Keywords

1 Introduction

Estimation is probably the most fundamental and central problem in many areas of engineering and computer science. The entire training phase of classification deals with estimation in one way or the other. While solutions to estimating the mean (and central or non-central moments) of a distribution have been well established for centuries, we consider the problem of estimating the quantiles of a distribution with minimal time and space requirements.

Apart from the phenomenon of estimation, there are three rather distinct computational paradigms that have emerged within the general area of computational intelligence listed below:

  1. 1.

    The first of these involves the Stochastic Point Location SPL problem [8] where the Learning Mechanism (LM) attempts to learn a point on the “line” when all that it receives are signals from a random environment, i.e., whether it is to the “Left” or “Right” of the unknown point. This point that the LM attempts to learn may be, for example, a parameter of a control system.

  2. 2.

    The second of these involves the concept of discretization. Unlike learning in a continuous probability space, it has been shown that in the field of Learning Automata (LA), it is advantageous to discretize the probability space. Discretized LA are, generally speaking, both faster and more accurate than their corresponding continuous counterparts.

  3. 3.

    The third of these are the unique issues encountered when one seeks to estimate the quantiles of a distribution rather than the mean or central/non-central moments of a distribution in an incremental manner.

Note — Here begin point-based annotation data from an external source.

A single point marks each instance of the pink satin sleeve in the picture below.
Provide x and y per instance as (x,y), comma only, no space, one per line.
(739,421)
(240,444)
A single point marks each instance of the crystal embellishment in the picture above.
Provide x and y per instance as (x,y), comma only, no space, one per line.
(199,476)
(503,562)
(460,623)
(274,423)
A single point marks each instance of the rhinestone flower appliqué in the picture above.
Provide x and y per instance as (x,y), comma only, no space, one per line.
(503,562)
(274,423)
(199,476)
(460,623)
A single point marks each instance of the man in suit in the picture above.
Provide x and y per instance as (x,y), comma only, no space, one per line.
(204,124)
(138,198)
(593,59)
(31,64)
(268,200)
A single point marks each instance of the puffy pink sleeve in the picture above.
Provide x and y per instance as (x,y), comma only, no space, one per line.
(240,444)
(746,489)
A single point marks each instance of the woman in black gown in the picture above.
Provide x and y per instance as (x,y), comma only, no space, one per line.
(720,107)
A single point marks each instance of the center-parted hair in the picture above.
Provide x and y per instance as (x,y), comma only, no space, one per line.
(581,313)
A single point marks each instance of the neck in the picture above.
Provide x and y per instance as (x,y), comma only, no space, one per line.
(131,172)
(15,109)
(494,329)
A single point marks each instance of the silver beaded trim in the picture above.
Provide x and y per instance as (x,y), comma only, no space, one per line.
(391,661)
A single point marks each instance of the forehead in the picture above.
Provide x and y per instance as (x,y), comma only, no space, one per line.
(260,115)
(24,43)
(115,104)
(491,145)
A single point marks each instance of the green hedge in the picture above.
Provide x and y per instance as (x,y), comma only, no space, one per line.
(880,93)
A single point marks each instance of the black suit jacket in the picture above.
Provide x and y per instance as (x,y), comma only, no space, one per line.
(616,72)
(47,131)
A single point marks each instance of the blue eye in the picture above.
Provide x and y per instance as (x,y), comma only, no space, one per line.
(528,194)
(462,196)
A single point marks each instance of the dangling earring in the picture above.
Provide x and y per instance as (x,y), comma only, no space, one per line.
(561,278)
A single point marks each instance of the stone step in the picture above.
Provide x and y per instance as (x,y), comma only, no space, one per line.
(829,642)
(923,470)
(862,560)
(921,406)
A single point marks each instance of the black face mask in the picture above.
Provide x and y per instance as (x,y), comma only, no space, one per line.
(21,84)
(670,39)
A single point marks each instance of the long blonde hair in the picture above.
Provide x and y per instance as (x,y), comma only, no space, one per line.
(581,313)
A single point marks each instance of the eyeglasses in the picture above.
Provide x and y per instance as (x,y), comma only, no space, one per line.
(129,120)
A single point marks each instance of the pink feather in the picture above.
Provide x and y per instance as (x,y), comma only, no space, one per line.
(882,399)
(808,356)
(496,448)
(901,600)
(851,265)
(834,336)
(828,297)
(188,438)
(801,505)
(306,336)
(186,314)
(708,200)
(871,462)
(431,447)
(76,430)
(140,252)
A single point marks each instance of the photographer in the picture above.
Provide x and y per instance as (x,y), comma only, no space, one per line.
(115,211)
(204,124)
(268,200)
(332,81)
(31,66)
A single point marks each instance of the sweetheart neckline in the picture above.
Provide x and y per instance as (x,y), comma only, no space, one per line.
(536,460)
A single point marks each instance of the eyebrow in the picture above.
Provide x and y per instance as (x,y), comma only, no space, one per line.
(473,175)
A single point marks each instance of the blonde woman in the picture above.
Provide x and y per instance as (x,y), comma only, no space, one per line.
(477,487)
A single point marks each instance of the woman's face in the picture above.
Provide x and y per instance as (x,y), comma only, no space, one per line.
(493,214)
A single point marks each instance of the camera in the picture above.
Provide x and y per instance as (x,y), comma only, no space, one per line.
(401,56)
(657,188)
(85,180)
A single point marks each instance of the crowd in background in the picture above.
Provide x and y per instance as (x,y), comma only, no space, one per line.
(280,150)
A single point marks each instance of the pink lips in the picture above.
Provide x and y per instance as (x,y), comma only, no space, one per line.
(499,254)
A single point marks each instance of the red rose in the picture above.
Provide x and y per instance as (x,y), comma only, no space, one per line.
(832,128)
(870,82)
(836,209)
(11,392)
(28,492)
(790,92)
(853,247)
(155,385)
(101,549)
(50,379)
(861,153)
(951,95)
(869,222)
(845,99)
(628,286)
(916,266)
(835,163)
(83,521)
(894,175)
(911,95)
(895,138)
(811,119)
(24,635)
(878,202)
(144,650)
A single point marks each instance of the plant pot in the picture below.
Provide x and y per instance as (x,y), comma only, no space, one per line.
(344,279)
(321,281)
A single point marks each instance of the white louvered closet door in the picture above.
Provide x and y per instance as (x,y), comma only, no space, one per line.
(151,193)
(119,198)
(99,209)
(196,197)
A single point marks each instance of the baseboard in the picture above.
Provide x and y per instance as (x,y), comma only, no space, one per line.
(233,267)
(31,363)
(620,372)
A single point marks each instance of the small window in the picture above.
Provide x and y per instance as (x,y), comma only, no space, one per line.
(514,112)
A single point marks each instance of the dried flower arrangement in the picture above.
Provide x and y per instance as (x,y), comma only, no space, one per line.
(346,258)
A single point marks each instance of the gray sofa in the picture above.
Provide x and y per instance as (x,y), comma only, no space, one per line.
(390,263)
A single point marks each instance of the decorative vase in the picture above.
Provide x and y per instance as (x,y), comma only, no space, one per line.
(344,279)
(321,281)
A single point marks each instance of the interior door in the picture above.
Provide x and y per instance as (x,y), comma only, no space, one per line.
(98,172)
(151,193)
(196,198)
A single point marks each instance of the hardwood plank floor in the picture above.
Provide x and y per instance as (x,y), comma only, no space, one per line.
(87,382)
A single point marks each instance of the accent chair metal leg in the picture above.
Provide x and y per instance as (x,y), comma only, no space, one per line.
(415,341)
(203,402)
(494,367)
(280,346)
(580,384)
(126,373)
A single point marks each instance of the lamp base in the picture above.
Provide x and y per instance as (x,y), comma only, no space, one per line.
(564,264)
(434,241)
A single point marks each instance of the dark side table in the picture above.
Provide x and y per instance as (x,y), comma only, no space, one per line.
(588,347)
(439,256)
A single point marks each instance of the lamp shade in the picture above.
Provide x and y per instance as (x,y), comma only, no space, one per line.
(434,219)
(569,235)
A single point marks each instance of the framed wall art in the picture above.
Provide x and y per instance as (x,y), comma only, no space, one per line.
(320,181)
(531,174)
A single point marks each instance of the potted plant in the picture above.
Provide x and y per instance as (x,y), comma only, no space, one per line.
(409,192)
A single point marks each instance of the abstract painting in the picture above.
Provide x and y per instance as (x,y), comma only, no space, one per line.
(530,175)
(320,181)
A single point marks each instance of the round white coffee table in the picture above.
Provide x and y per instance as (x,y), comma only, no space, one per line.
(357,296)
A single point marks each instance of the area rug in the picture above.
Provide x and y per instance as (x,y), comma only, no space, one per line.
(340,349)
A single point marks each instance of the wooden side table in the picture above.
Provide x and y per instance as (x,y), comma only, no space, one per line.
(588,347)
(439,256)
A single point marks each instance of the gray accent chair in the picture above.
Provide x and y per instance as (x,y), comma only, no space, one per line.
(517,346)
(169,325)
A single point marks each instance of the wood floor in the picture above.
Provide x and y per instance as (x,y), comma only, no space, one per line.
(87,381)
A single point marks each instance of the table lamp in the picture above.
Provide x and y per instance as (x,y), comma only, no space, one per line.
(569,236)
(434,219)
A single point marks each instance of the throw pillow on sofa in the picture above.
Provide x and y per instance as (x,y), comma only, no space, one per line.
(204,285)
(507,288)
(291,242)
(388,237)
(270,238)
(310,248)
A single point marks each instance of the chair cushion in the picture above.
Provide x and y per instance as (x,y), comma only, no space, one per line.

Conceptually, the fundamental contribution of this paper is to present a single solution that represents the confluence of these three distinct paradigms.

2 On Enhancing the Frugal Estimator

Since our contribution falls into the family of Incremental Quantile Estimators, we now present an overview of this class of estimators.

2.1 Incremental Quantile Estimators

An incremental estimator, by definition, resorts to the last observation(s) in order to update its estimate. The research on developing incremental quantile estimators is sparse. Probably, one of the outstanding early and unique examples of incremental quantile estimators is due to Tierney, proposed in 1983 [10], and which resorted to the theory of stochastic approximation. Applications of Tierney’s algorithm to network monitoring can be found in [4]. The shortcoming of Tierney estimator [10] is that it requires the incremental constructions of local approximations of the distribution function in the neighborhood of the quantiles, and this increases the complexity of the algorithm. Our goal is to present an algorithm that does not involve any local approximations of the distribution function. Recently, a generalization of the Tierney’s [10] algorithm was proposed by the authors of [5], where the authors proposed a batch update of the quantile, where the quantile is updated every \(M \ge 1 \) observations.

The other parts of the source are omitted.